O procurador, porém, é bem mais direto do que isso durante a construção de sua acusação. Segundo ele, “não há dúvida”, é “inquestionável” a prática irregular durante a campanha. E, para essa análise, considera duas conversas (transcritas ao lado) entre João Maia e Flávio Giorgi Medeiros Oliveira, conhecido como “Flávio Pisca”, assessor dele na campanha eleitoral de 2010.

As conversas foram extraídas, segundo o MPE, do notebook pertencente a “Flávio Pisca” após busca e apreensão realizada em sua residência e consequente perícia técnica empreendida pela Polícia Federal. A primeira conversa foi registrada, conforme revelou o Ministério Público Eleitoral, no dia 18 de outubro de 2010, e a outra, no dia 29 de outubro do mesmo ano.



PRIMEIRA CONVERSA

Após a primeira conversa, como o MPE afirmou ver, João Maia “e seu assessor ‘Flávio Pisca’, no dia 18/10/2010, procuram solucionar pendências relativas a locação de veículos utilizados na campanha de João Maia. Contudo, àquele época, conforme o próprio representado afirma em sua defesa, os gastos com locação de veículos já estavam devidamente quitados perante a empresa que segundo ele foi contratada para centralizar todo o serviço de locação de veículos de sua campanha, qual seja, a ‘HA Locação e Fretamento de Veículos Ltda’”.

Segundo o procurador regional eleitoral, “não restam dúvidas que os R$ 100.000,00 referidos por Flávio Giorgi, que precisavam para ‘resolver a questão das locações’ não era destinado a efetuar o pagamento da empresa ‘HA’, mas sim saldar pendências como os veículos contratados clandestinamente, ou seja, sem o registro dos respectivos gastos. Ainda neste ponto, registre-se que o próprio ‘Flávio Pisca’ registra o caráter irregular/ilegal desta dívida ao afirmar que o pagamento seria efetuado ‘por fora’”.

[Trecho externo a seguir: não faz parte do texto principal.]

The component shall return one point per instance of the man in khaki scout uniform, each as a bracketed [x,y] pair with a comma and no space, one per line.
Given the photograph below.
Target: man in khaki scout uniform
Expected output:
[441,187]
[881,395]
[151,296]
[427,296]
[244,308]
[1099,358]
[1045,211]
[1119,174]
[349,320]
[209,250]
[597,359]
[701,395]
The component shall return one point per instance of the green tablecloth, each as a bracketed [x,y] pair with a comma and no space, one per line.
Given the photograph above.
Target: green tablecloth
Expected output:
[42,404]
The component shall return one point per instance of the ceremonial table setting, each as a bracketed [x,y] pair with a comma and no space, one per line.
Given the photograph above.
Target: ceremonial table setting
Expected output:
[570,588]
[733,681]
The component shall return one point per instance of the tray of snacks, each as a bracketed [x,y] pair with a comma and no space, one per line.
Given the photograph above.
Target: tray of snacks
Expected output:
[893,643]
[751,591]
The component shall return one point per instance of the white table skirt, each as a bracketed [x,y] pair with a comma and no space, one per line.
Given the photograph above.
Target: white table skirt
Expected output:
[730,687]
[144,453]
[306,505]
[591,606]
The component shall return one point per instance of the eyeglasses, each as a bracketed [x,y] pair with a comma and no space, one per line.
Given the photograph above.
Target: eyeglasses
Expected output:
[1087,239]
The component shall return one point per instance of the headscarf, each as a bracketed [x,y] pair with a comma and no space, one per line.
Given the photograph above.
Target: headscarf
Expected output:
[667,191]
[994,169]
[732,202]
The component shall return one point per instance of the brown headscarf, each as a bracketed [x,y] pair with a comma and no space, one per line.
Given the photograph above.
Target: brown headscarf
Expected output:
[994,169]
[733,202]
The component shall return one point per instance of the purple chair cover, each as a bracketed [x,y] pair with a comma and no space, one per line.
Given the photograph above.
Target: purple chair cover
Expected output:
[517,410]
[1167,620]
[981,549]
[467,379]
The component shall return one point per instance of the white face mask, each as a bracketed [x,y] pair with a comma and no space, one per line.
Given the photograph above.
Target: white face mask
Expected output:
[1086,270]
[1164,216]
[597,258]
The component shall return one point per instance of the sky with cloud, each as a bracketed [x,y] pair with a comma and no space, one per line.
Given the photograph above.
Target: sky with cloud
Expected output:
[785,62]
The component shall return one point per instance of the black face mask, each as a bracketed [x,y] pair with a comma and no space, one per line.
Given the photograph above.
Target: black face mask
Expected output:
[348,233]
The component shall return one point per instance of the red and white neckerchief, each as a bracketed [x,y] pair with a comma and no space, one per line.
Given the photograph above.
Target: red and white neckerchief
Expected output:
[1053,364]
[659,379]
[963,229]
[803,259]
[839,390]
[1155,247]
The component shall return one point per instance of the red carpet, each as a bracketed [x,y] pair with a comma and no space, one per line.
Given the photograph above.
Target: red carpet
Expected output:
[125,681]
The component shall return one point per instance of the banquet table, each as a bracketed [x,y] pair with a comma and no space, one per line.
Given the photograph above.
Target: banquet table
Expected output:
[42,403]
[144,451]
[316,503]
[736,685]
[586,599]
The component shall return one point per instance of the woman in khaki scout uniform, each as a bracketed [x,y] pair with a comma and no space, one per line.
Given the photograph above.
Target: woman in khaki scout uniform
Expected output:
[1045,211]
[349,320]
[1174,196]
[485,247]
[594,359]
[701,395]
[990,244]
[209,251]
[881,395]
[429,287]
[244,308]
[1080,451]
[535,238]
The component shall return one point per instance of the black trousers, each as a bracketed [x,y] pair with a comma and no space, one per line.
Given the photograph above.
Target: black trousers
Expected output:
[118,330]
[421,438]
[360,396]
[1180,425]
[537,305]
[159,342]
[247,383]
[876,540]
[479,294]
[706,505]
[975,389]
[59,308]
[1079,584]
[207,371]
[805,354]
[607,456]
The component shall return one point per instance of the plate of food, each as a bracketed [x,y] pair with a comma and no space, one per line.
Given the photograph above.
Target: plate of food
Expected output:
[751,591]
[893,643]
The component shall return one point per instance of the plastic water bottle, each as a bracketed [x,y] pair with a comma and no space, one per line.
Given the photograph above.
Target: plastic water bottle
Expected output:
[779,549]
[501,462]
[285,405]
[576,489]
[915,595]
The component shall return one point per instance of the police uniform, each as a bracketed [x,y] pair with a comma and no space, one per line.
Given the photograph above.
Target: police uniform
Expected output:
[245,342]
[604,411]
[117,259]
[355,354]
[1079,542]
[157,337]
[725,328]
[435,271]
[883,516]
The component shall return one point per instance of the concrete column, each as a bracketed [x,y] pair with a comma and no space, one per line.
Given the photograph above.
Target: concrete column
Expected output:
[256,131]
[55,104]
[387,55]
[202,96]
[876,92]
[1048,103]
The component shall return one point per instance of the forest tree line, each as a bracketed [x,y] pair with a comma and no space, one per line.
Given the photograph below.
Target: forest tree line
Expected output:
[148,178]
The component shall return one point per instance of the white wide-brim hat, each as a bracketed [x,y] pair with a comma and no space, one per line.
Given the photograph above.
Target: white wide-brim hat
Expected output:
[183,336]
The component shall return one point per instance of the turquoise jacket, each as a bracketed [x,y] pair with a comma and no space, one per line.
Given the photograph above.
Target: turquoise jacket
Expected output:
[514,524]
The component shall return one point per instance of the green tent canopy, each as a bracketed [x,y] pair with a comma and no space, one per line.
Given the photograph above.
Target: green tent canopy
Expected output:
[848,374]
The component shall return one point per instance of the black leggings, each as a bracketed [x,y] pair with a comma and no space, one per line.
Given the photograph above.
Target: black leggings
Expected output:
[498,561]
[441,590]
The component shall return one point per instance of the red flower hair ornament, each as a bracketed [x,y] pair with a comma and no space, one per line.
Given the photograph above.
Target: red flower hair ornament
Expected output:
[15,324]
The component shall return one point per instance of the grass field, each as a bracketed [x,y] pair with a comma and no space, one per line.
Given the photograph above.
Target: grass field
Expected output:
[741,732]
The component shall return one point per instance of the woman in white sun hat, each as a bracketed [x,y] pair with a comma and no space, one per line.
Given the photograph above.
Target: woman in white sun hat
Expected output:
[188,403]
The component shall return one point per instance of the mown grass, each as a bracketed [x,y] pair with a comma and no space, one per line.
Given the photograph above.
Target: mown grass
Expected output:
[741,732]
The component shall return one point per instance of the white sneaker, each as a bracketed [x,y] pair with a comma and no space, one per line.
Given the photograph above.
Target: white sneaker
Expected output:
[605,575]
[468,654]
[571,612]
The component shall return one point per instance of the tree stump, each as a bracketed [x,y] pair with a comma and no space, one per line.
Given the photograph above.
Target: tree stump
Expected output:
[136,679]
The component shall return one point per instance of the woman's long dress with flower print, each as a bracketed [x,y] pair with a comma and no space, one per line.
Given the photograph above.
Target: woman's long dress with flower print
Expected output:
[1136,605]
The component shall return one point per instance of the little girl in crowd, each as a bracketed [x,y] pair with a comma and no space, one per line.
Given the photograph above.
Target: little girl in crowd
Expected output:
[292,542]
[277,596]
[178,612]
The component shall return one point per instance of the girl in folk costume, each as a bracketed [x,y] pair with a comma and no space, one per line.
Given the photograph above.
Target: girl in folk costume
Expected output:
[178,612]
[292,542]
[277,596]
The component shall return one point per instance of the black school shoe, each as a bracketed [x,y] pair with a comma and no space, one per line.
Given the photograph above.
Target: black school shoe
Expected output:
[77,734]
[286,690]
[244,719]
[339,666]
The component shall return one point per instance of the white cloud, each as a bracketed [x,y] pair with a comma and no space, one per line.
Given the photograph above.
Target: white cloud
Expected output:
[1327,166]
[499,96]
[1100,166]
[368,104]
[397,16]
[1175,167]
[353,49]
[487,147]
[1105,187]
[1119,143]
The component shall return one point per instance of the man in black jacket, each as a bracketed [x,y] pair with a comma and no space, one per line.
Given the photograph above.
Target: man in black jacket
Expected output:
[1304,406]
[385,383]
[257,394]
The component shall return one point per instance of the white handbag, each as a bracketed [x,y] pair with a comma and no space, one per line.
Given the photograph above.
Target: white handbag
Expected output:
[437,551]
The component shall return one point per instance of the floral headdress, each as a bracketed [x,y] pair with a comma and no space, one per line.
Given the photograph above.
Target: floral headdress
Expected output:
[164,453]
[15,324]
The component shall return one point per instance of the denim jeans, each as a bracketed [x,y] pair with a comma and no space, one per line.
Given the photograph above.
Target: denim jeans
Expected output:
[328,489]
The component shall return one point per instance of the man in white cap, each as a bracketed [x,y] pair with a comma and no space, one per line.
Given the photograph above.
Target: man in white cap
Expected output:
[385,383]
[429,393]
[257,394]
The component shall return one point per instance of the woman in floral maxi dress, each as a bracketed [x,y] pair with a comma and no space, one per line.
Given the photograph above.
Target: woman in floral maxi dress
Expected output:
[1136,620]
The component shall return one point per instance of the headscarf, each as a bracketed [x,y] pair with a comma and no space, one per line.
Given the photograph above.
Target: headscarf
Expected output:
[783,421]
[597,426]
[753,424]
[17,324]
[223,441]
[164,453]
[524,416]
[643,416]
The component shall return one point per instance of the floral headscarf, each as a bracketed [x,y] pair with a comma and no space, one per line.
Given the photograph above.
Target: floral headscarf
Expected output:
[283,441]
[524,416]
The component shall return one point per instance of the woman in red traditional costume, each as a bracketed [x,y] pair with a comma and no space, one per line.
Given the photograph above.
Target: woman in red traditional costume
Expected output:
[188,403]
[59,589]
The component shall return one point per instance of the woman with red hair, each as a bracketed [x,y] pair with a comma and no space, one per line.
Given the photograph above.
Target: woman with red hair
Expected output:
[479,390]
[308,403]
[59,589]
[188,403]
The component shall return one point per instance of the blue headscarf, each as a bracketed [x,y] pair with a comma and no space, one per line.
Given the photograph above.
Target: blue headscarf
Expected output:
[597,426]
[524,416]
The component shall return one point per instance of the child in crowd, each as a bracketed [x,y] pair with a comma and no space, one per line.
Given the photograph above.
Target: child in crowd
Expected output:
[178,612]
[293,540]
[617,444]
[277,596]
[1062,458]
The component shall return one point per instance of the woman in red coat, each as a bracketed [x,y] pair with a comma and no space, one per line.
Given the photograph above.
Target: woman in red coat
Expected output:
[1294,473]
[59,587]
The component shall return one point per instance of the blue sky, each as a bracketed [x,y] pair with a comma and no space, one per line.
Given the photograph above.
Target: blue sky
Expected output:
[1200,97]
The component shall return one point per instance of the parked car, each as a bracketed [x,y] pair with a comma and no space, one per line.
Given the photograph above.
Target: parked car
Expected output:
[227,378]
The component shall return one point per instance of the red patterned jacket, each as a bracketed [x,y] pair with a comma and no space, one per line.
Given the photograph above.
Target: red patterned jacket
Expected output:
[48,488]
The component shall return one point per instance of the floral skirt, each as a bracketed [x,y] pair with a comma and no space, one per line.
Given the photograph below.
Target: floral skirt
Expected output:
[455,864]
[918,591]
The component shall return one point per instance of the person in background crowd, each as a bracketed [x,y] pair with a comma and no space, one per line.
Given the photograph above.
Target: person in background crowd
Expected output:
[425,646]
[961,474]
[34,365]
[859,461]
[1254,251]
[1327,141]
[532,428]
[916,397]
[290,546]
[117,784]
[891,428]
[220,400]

O procurador Ronaldo Pinheiro de Queiroz coloca que essa constatação do MPE “vem de encontro” a planilha encontrada no computador de Flávio Giorgi, “na qual consta o nome de várias pessoas, relacionados a números de CPF/CNPJ, tipos/marcas e placas de veículos, bem com elevados valores e forma de pagamento, além de números de contas correntes, agências bancárias e outros”.
Segundo Ronaldo Pinheiro de Queiroz, “não há dúvida que o candidato ou o comitê financeiro de seu partido político contratou a empresa ‘HA locação de veículos Ltda’ para proceder a locação de veículos que seriam usados em sua campanha, tendo efetuado, para tanto, o pagamento àquela empresa no valor de R$ 205.127,00, pagamento este devidamente registrado nas respectivas prestações de contas”.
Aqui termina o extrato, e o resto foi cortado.